Figure: Image Editing using Grounding DINO

        Figure: Image Editing using Grounding DINO

Combining Grounding DINO with GLIGEN

A combination of Grounding DINO with GLIGEN is used to enhance fine-grained image editing capabilities. This approach uses a "phrase prompt" from the input phrases for each bounding box in GLIGEN.

GLIGEN is designed to accept grounding results as inputs and can generate objects at specific positions in the image.

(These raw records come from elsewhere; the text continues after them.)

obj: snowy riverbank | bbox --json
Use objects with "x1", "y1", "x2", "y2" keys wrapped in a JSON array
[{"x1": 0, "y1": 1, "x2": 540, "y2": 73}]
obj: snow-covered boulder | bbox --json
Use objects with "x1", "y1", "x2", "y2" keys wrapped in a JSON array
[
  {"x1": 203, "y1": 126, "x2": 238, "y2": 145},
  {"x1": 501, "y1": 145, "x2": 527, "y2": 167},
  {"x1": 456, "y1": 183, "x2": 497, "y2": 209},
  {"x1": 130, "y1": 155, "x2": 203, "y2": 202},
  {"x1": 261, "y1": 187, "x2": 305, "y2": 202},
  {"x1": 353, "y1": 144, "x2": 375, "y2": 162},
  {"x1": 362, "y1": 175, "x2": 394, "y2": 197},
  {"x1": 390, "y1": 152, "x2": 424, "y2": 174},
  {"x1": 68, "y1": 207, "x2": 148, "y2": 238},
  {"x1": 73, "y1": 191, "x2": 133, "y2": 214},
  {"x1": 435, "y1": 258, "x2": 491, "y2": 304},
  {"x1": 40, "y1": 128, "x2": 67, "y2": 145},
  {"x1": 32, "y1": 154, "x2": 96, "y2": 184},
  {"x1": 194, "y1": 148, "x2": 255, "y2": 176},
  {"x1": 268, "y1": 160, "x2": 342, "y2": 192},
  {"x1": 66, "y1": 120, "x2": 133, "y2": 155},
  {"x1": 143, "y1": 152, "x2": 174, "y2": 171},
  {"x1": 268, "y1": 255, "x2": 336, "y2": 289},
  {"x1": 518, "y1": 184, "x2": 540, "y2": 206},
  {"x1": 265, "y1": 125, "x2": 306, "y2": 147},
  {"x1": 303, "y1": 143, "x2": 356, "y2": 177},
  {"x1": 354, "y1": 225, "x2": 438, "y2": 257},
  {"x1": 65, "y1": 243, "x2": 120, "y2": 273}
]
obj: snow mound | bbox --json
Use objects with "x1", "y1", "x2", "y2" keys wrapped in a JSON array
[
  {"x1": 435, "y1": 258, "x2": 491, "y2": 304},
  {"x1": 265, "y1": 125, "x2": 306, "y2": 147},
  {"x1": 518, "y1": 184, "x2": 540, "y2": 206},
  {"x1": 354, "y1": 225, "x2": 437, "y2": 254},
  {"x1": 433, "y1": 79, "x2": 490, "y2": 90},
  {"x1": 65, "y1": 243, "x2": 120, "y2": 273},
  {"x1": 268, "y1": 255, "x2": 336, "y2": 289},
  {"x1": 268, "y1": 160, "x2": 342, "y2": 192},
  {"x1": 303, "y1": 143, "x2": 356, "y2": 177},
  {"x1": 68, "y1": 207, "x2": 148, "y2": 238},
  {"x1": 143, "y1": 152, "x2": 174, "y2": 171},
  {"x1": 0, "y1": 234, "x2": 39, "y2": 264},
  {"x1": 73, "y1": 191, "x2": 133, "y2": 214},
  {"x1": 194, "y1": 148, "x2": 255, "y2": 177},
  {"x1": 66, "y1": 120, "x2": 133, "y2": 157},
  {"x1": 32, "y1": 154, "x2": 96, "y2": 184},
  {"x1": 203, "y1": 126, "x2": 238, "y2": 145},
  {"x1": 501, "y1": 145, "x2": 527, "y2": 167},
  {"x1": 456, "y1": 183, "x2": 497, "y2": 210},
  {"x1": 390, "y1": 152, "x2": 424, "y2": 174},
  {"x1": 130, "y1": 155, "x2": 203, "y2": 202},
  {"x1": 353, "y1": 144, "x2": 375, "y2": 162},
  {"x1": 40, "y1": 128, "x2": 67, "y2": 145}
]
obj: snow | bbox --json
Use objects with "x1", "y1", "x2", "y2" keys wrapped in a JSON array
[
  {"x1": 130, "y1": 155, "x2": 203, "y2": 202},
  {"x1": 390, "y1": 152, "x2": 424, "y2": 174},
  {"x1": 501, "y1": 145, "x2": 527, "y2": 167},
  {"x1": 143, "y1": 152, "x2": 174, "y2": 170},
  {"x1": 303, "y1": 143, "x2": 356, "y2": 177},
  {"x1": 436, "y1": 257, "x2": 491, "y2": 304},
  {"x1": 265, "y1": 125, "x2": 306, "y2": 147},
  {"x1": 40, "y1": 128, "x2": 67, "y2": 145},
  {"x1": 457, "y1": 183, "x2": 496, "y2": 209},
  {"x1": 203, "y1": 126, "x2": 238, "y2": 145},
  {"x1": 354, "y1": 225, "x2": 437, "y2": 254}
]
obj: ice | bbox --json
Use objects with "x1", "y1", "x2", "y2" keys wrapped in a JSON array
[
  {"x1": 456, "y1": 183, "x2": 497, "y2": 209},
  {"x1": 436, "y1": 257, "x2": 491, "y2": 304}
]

By utilizing GLIGEN, individual objects are assigned to each bounding box, resulting in bounding boxes with associated objects.

Furthermore, GLIGEN can fill each bounding box, resulting in improved visualizations, with each bounding box containing an object and the detected regions properly fulfilled.

This integration of Grounding DINO and GLIGEN allows for more precise and visually appealing fine-grained image editing, enabling object placement and fulfillment within specified regions.

	Figure: Each detected panda image is replaced by Phrase Prompt

       Figure: Each detected panda image is replaced by Phrase Prompt


In conclusion, the Grounding DINO model presented in this research extends DINO to handle open-set object detection, enabling the detection of arbitrary objects using human language inputs.

The model design includes a tight fusion approach to effectively integrate cross-modality information, a sub-sentence level representation for more reasonable text prompts, and a cross-modality decoder to combine image and text features.

The results demonstrate the effectiveness of the proposed model, outperforming competing models on various benchmarks.

The research also extends open-set object detection to Referring Expression Comprehension (REC) tasks and evaluates the model's performance accordingly. However, the model has some limitations, such as its inability to handle segmentation tasks like GLIPv2 and the smaller training data compared to larger models like GLIP.

There are certain acknowledged limitations, stating that Grounding DINO is not suitable for segmentation tasks and that the smaller training data may impact the final performance compared to the largest GLIP model.

Frequently Asked Questions (FAQ)

1.  What is Grounded Training?

Grounded training is a training approach in machine learning that involves using additional information or external knowledge to improve the learning process. In the context of vision and language tasks, grounded training aims to combine visual and textual information to enhance the model's understanding and performance.

In grounded training for vision and language tasks, such as image captioning, object detection, or referring expression comprehension, the model is trained using both image data and corresponding textual descriptions or annotations.

The textual information provides grounding or context for the visual elements in the images, enabling the model to learn associations between visual features and their corresponding linguistic representations.

2.  What is referring to expression comprehension (REC)?

Referring Expression Comprehension (REC) is a natural language processing (NLP) and computer vision task that involves understanding and interpreting language expressions used to refer to specific objects or regions within images.

REC aims to develop models that can accurately identify the objects or regions being referred to in the image based on the given textual descriptions.

3. What is Open Set Object Detection?

Open-Set Object Detection is a training approach that uses existing bounding box annotations and aims to detect arbitrary classes by leveraging language generalization.

OV-DETR utilizes image and text embeddings from a CLIP model as queries to decode category-specified boxes within the DETR framework.

ViLD distills knowledge from a CLIP teacher model into an R-CNN-like detector, allowing learned region embeddings to incorporate language semantics.

GLIP treats object detection as a grounding problem, utilizing additional grounding data to align semantics at the phrase and region levels, resulting in improved performance on fully-supervised detection benchmarks.

DetCLIP involves large-scale image captioning datasets and employs generated pseudo labels to expand the knowledge database, effectively enhancing the detectors' generalization ability.